I of course included plenty of comments on what the code is doing on a high level (it uses a straight forward implementation of the sieve of Eratosthenes), but I am confident that nobody took the time to check whether the program was actually working (except for me, obviously). I am also pretty sure that this J code is far from the optimum on close to all metrics (speed, brevity, and - well - readability), but, surprisingly, the TA did not deduct any points for my use of J.


If you long for more tacit programs in J, take a look at its list of phrases and idioms. If you feel the sudden need to read a very political essay on APL, try this article, which is also the source of the opening quote.

Let me know if you come up with an especially convoluted tacit program for a simple problem yourself :)

  1. Needless to say, I do not advocate the use of this style and tacit programming in production code. Do it at home or while you are still in University ;) I should also mention that you can write clear, concise, and performant programs in J, but this is not the reason I love this language for. 

  2. This incident is unfortunately not recorded in the only reliable source on the history of programming lanauges. Check the 1987 entry on Perl for another reasonable explanation of what APL’s inception could have been like. 

  3. It is an implementation of Conway’s Game of Life, taken straight from Wikipedia

  4. I am deliberatly skipping over all the gory details.

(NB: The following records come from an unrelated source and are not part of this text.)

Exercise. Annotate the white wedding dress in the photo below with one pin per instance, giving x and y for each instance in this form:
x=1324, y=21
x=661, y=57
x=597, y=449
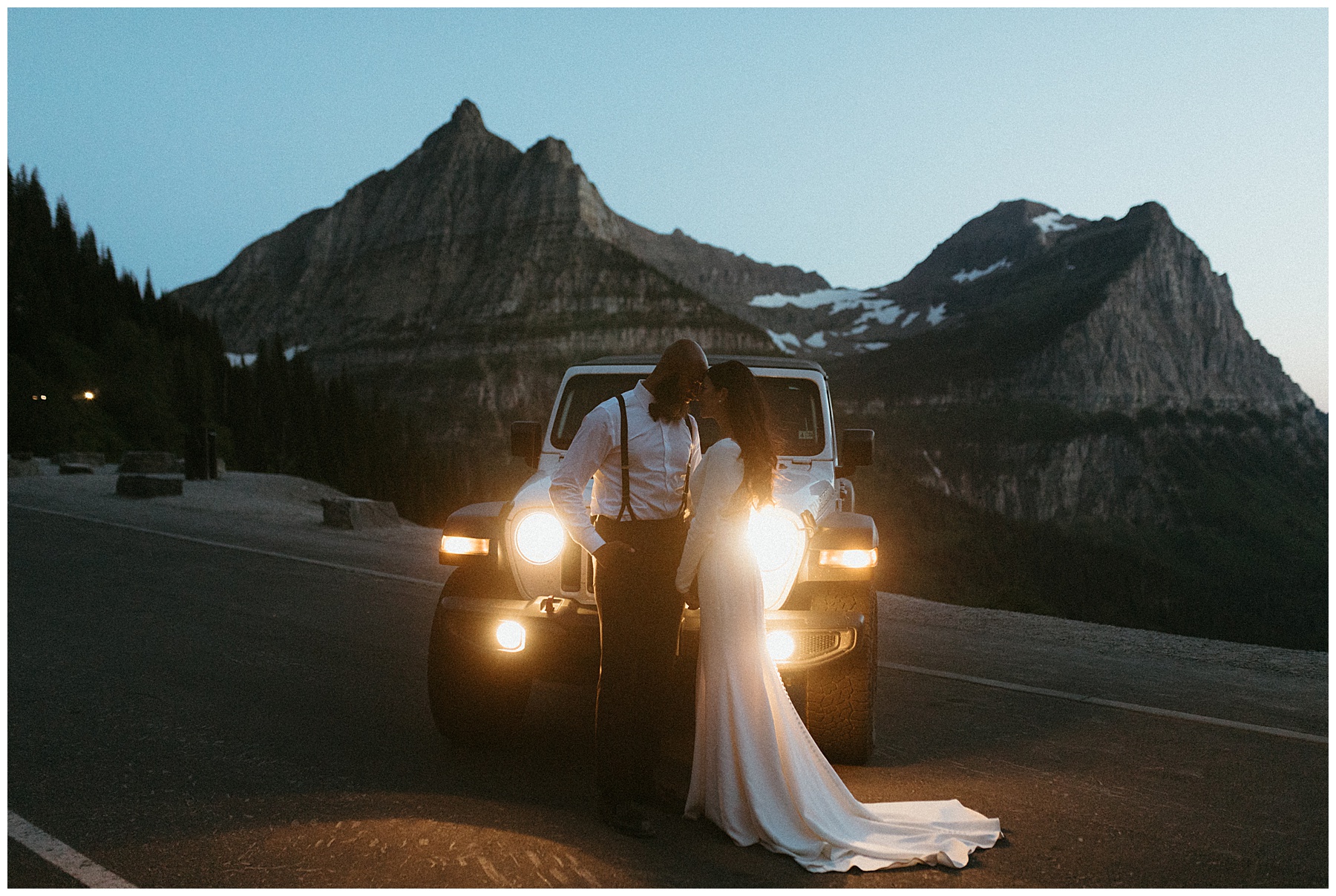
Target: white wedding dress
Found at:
x=756, y=772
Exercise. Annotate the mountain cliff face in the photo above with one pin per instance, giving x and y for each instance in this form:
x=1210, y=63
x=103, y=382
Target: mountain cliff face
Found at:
x=471, y=274
x=1095, y=414
x=1070, y=414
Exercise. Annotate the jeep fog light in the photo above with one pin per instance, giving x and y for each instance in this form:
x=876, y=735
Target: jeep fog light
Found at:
x=775, y=537
x=848, y=558
x=781, y=645
x=511, y=636
x=539, y=537
x=461, y=545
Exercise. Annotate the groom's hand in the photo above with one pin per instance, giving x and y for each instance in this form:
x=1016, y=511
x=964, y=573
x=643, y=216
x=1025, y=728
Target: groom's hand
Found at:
x=614, y=553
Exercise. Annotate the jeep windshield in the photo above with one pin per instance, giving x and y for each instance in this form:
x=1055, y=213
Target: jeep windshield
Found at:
x=795, y=408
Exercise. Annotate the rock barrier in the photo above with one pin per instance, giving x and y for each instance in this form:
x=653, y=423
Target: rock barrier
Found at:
x=360, y=513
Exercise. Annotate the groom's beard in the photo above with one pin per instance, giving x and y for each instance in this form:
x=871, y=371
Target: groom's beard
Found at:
x=669, y=399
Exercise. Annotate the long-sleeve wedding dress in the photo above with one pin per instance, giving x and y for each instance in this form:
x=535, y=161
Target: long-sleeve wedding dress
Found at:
x=756, y=772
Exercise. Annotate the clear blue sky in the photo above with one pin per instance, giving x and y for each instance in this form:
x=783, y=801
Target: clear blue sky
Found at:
x=842, y=140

APL was at one point or another actually a popular language and there are still plenty of people who swear by it. Its Wikipedia entry has an extensive section on APL’s history. 

  5. There is so much more to learn about this language. As with any language, J has a vocabulary, a book of common phrases and idioms, a dictionary, and a learner’s guide

  6. This is mostly true, but due to the way that verbs vectorize over arrays, J needs 4 different kinds of verb composition to reflect the different behaviors. See this page, especially the diagram further down below.